Image via RealClearMarkets
AI’S “DOT-COM MOMENT” WARNING — RELIABILITY IS THE NEW VALUATION MULTIPLE
The argument: AI’s potential is real, but reliability gaps are widening — and the market is pricing outcomes as if accuracy, compliance, and accountability are solved. They’re not. The next phase isn’t “can it generate,” it’s “can it be trusted in production without lawsuits, hallucinations, or regulatory blowback.”
That’s the part retail misses every cycle. In 1999 it was eyeballs; in 2007 it was AAA ratings; in 2021 it was “users” and zero rates. When the story breaks, it breaks where expectations are laziest: enterprise deployment, liability, and unit economics.
✍ My Take: The AI trade is splitting into two buckets: infrastructure winners with real demand (power, data centers, semis, networking) and “AI-washed” software that’s about to learn what churn looks like. If reliability becomes the gating factor, the premium shifts from hype to proof — and multiples compress hard where pricing assumes perfection.

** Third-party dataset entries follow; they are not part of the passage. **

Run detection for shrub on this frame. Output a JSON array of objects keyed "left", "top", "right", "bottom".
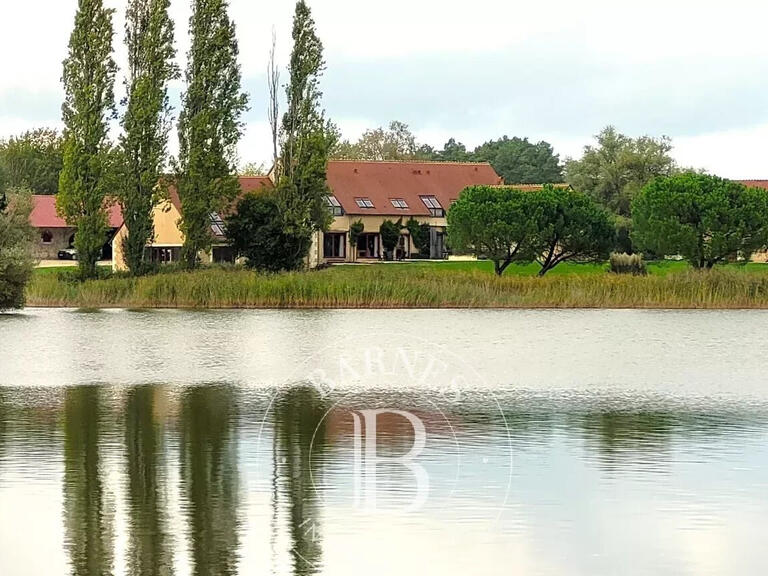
[
  {"left": 610, "top": 252, "right": 647, "bottom": 276},
  {"left": 379, "top": 219, "right": 402, "bottom": 259},
  {"left": 226, "top": 191, "right": 310, "bottom": 272},
  {"left": 0, "top": 190, "right": 36, "bottom": 310}
]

GAP CLEANS UP MARGINS — BUT SLOW GROWTH MEANS NO HERO MULTIPLE
Gap is showing margin improvement, but the backdrop is still slow growth and a consumer that’s picky, promotional, and increasingly split by income tier. Operational fixes help — but retail isn’t rewarded for “less bad” when demand is drifting and pricing power is scarce.

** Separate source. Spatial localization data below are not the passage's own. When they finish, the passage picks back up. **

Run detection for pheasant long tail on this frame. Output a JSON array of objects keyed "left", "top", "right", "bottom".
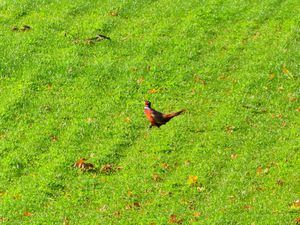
[{"left": 163, "top": 109, "right": 186, "bottom": 120}]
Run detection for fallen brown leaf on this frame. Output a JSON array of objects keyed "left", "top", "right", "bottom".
[
  {"left": 276, "top": 179, "right": 284, "bottom": 186},
  {"left": 47, "top": 84, "right": 53, "bottom": 90},
  {"left": 74, "top": 158, "right": 94, "bottom": 171},
  {"left": 243, "top": 205, "right": 252, "bottom": 210},
  {"left": 282, "top": 67, "right": 289, "bottom": 74},
  {"left": 160, "top": 191, "right": 172, "bottom": 196},
  {"left": 230, "top": 154, "right": 237, "bottom": 160},
  {"left": 133, "top": 202, "right": 141, "bottom": 208},
  {"left": 193, "top": 212, "right": 201, "bottom": 218},
  {"left": 294, "top": 217, "right": 300, "bottom": 224},
  {"left": 196, "top": 186, "right": 205, "bottom": 192},
  {"left": 291, "top": 200, "right": 300, "bottom": 209},
  {"left": 289, "top": 97, "right": 297, "bottom": 102},
  {"left": 101, "top": 164, "right": 114, "bottom": 173},
  {"left": 152, "top": 174, "right": 162, "bottom": 182},
  {"left": 269, "top": 73, "right": 275, "bottom": 80},
  {"left": 23, "top": 211, "right": 33, "bottom": 217},
  {"left": 148, "top": 89, "right": 159, "bottom": 94},
  {"left": 187, "top": 175, "right": 198, "bottom": 186},
  {"left": 256, "top": 166, "right": 262, "bottom": 175},
  {"left": 161, "top": 163, "right": 169, "bottom": 170},
  {"left": 11, "top": 26, "right": 19, "bottom": 31},
  {"left": 51, "top": 136, "right": 58, "bottom": 142},
  {"left": 168, "top": 214, "right": 183, "bottom": 224},
  {"left": 110, "top": 11, "right": 118, "bottom": 16}
]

In this tape, you don’t just need better execution — you need a reason revenues re-accelerate without discounting. Margin gains built on cost cuts are finite; margin gains built on pricing power are rare.
✍ My Take: I don’t chase retailers on margin headlines when top-line momentum is questionable and macro is re-inflating. If inflation stays sticky and rates stay higher, apparel gets squeezed between input costs and a consumer trading down. Treat this as a trading stock, not a “new era” compounder.
SABA WINS UK TECH TRUST FIGHT — DISCOUNT CLOSURE IS THE ONLY RELIGION
Boaz Weinstein’s Saba has seized control of the Edinburgh Worldwide Investment Trust after a bruising fight that included a SpaceX-related feud. This is the closed-end fund playbook: attack persistent discounts to NAV, force governance change, push buybacks/tenders, and make the math work.
UK-listed tech and venture-style trusts have been sitting ducks — illiquid assets, volatile marks, and public-market shareholders stuck watching discounts widen. Activists don’t need the underlying portfolio to moon; they just need the discount to shrink.
✍ My Take: This is bullish for “discount-to-NAV” activists and a warning shot to every sleepy investment trust board. The fastest return in risk-off venture isn’t a unicorn IPO — it’s governance plus capital actions. If you own these vehicles, stop pretending patience is a strategy: discount control is the product.
📎 CNBC
Trade what they do, not what they say. Fred Frost out.